Is it time for AGMs to become more accessible?

Is it time for AGMs to become more accessible? Image source: Getty Images

An investing charity has called for annual general meetings (AGMs) to become more accessible. It suggests that in-person meetings, as opposed to virtual meetings, have the potential to stifle debate.

So, let’s take a closer look at whether it’s time for AGMs to undergo reform.

What is an annual general meeting (AGM)?

An AGM is a yearly meeting of interested shareholders in a particular company. Usually, these meetings give investors opportunities to vote on important decisions. 

Major shareholders don’t have a monopoly in these meetings. That’s because AGMs typically provide all shareholders, whether large or small, with an opportunity to participate in decision-making.

What’s been said about the way AGMs are held?

According to ShareAction, organisations should be encouraged to hold hybrid shareholder meetings in order to widen the number of investors participating. A ‘hybrid’ approach refers to having these types of meetings both in-person and via video conference.

The reason why the charity is an advocate of hybrid meetings is that it suggests remote meetings can provide investors with more opportunities to vote on matters that align with their values. For example, these could include issues relating to environmental or social matters.

Kerry Leighton-Bailey, director at AGM provider Lumi Global, explains this in more detail. She says: “Shareholders increasingly want their voices heard on key issues such as ESG or diversity, and making sure AGMs are as inclusive as possible is a crucial part of this.”

Leighton-Bailey goes on to highlight how a number of barriers can contributing to low AGM turnouts. She explains: “Many shareholders might have been excluded from AGMs in the past by the meeting location, the time of day they’re held or even accessibility issues.

“Once you take away the barriers of how people get there, we’re seeing AGMs open up to a different demographic that is keen to participate. When meetings are virtual or hybrid, we’ve seen twice as many shareholders attend and ask questions compared to solely in-person events.”

Is it time to reform the way AGMs are held?

Allowing virtual AGMs has been shown to widen the number of attendees at these meetings. So, if organisations are genuinely interested in hearing the opinions of a wider pool of shareholders, it can be easily argued that offering virtual access to AGMs should become the norm.
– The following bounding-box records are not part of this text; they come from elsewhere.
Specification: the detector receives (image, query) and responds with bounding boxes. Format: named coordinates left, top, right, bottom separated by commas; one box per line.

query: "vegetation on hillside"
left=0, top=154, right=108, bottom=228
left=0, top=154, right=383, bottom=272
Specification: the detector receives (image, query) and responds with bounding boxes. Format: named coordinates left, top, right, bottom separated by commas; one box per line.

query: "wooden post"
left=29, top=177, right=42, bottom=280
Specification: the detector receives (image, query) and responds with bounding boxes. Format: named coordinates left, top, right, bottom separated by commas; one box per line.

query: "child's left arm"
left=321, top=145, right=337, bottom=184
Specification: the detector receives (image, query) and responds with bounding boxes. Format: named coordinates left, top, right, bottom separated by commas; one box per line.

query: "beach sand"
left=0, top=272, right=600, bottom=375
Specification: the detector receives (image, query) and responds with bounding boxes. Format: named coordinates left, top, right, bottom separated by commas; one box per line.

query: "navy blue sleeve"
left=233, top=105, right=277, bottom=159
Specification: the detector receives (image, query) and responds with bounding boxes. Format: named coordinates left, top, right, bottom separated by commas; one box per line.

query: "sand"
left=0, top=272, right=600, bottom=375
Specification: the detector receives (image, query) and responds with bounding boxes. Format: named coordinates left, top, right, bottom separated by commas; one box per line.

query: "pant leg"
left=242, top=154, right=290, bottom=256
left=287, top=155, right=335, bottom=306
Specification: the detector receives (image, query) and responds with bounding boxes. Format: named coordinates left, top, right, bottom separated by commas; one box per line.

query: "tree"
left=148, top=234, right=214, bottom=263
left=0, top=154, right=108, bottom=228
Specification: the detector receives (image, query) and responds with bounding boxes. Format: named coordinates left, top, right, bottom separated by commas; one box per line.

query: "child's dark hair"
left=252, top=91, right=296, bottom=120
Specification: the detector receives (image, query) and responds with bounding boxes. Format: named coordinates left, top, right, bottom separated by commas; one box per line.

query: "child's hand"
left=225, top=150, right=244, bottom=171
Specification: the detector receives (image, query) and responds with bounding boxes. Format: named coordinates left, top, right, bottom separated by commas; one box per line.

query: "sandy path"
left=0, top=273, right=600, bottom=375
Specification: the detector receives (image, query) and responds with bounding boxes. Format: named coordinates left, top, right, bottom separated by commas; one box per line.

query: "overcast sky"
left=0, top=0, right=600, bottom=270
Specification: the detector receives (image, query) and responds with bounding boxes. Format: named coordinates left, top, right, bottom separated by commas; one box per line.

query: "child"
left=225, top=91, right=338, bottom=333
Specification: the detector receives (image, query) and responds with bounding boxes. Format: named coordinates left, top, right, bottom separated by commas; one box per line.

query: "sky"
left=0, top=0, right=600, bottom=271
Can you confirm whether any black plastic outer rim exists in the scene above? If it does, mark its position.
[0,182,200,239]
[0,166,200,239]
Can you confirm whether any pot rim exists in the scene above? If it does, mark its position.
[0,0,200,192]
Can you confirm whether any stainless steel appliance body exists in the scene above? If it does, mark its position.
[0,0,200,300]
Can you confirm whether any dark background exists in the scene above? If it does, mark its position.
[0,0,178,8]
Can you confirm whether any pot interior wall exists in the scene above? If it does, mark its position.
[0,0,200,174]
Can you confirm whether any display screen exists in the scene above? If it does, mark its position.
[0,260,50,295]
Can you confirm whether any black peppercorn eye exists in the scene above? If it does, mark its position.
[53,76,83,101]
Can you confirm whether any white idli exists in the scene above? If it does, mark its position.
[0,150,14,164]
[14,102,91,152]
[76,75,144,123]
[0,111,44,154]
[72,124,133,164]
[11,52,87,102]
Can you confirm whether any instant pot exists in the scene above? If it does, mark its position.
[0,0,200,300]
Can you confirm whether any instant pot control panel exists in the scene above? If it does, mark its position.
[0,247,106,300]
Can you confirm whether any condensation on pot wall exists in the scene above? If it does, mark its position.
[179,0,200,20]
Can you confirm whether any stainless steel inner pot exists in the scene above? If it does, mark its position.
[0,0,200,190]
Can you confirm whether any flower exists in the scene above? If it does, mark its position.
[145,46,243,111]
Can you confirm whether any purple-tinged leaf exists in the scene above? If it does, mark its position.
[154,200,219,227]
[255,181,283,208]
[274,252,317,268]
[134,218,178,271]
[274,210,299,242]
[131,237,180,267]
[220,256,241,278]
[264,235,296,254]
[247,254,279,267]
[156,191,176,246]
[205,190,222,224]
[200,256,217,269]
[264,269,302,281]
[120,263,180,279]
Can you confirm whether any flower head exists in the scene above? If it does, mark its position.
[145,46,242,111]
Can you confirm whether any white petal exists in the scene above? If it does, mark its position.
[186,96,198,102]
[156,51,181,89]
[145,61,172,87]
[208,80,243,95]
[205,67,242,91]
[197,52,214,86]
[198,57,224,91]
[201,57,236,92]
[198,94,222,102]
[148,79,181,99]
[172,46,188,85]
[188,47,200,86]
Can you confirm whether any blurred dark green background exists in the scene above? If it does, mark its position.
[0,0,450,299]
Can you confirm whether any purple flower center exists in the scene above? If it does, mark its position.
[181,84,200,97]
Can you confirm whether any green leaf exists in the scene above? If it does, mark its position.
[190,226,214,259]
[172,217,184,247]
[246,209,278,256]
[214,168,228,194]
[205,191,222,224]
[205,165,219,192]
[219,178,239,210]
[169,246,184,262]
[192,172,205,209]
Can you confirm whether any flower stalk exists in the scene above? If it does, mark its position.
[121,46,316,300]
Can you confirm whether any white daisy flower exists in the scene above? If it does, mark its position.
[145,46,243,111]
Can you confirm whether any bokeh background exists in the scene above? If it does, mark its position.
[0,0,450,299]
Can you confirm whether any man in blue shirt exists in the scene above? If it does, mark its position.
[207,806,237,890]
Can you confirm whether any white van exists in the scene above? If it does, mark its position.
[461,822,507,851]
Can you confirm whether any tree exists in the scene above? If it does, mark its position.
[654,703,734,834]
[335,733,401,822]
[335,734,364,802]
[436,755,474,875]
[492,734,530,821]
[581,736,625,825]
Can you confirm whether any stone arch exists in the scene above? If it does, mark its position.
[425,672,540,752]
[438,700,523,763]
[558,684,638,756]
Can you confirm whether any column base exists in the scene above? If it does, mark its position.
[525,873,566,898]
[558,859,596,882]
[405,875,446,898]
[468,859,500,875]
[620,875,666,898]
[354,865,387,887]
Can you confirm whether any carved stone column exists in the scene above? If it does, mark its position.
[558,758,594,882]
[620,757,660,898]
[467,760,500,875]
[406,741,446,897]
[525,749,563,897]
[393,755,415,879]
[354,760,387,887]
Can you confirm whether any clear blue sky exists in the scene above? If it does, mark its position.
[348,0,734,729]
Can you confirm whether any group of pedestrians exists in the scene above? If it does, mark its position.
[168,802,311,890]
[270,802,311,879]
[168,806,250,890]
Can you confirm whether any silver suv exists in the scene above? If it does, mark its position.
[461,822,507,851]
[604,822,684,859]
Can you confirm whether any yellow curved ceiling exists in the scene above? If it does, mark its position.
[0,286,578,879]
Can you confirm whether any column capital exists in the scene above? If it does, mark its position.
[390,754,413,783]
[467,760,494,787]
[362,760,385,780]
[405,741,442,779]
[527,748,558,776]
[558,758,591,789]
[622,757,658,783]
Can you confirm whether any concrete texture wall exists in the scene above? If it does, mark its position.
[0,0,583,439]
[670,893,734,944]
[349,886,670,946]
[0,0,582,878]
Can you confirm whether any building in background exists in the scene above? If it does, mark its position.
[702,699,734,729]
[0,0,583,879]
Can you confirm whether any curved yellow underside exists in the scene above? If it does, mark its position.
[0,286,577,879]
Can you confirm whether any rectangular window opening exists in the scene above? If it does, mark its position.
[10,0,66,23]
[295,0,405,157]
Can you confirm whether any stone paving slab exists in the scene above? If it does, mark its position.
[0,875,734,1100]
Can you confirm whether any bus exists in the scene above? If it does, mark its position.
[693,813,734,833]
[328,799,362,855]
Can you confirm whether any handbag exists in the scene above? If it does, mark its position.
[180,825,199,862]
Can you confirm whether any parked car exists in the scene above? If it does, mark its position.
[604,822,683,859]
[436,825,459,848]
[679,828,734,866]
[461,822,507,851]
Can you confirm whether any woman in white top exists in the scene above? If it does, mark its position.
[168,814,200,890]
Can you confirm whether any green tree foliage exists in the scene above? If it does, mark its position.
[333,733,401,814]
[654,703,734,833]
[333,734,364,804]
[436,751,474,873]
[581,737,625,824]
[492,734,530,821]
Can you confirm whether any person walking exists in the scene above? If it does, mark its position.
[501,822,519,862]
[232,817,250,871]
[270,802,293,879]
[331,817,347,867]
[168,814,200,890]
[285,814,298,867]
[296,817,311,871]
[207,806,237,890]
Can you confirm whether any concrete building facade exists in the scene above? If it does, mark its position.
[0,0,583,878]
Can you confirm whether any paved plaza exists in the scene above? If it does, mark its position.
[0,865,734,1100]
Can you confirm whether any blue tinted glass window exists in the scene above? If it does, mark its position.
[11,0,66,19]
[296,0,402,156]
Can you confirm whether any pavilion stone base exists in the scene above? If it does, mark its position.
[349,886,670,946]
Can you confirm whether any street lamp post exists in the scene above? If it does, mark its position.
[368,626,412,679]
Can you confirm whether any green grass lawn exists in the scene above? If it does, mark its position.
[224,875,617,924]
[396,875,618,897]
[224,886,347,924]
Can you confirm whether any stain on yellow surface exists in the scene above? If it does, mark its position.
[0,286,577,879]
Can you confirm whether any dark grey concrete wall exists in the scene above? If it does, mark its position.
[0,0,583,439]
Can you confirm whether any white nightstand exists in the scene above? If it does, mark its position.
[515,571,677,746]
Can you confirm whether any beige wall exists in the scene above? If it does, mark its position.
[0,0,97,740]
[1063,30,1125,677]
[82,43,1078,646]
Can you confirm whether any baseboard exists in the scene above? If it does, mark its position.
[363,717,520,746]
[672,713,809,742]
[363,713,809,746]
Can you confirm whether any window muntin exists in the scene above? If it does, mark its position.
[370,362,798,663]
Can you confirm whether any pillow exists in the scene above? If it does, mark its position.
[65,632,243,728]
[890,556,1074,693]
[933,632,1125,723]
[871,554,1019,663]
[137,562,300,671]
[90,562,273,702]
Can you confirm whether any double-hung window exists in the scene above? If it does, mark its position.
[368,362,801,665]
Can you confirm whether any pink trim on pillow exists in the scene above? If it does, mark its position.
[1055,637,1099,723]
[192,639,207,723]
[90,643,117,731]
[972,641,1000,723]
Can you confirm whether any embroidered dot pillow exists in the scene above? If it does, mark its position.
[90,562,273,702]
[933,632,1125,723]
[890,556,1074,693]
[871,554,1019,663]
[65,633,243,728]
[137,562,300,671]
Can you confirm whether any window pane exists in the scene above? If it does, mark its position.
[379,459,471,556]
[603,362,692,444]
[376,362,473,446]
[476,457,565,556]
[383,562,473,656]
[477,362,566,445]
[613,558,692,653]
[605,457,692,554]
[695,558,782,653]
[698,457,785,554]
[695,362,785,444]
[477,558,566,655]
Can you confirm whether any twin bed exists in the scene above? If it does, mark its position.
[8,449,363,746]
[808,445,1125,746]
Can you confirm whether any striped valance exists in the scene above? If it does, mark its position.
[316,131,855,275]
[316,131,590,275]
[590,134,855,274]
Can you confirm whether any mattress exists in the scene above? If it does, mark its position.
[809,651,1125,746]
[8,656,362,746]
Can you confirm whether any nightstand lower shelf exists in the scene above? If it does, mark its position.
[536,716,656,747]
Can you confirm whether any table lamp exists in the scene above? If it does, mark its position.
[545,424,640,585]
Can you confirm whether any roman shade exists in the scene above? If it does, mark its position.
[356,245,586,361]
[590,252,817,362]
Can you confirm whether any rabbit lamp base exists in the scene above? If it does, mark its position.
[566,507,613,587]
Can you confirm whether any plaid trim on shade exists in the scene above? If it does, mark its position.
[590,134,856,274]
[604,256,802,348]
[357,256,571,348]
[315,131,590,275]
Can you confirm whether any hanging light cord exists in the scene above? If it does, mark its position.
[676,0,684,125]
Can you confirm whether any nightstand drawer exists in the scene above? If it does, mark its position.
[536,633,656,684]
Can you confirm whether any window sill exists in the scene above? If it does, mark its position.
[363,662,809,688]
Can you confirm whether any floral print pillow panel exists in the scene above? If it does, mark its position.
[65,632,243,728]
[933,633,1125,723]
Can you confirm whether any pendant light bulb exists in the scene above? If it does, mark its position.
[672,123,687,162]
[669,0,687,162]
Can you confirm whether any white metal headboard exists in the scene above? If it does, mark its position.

In fact, virtual meetings can be just as effective as traditional in-person meetings. We know this because of the way virtual meetings became commonplace during the initial waves of the Covid-19 pandemic.

A wider question is, of course, whether companies truly value having more attendees at their annual meetings. For example, should virtual AGMs become more accessible, then it’s possible this will increase the number of young voters. That’s because it could be argued this group would be more likely to attend an AGM if held online.

Recent research has revealed that young investors are more likely to vote at AGMs than older investors. As a result, if virtual meetings do become more common, young investors could soon have a much bigger say.

According to Kerry Leighton-Bailey, if online meetings become more common, virtual attendees should have the same rights as in-person attendees. She explains: “Companies will only continue to run virtual AGMs if the experience is great for both shareholders and the board. That means making sure the platform is as inclusive as possible and provides the same rights as in-person – for example, ensuring shareholders can ask questions during the meeting but also can vote live on the resolutions discussed.”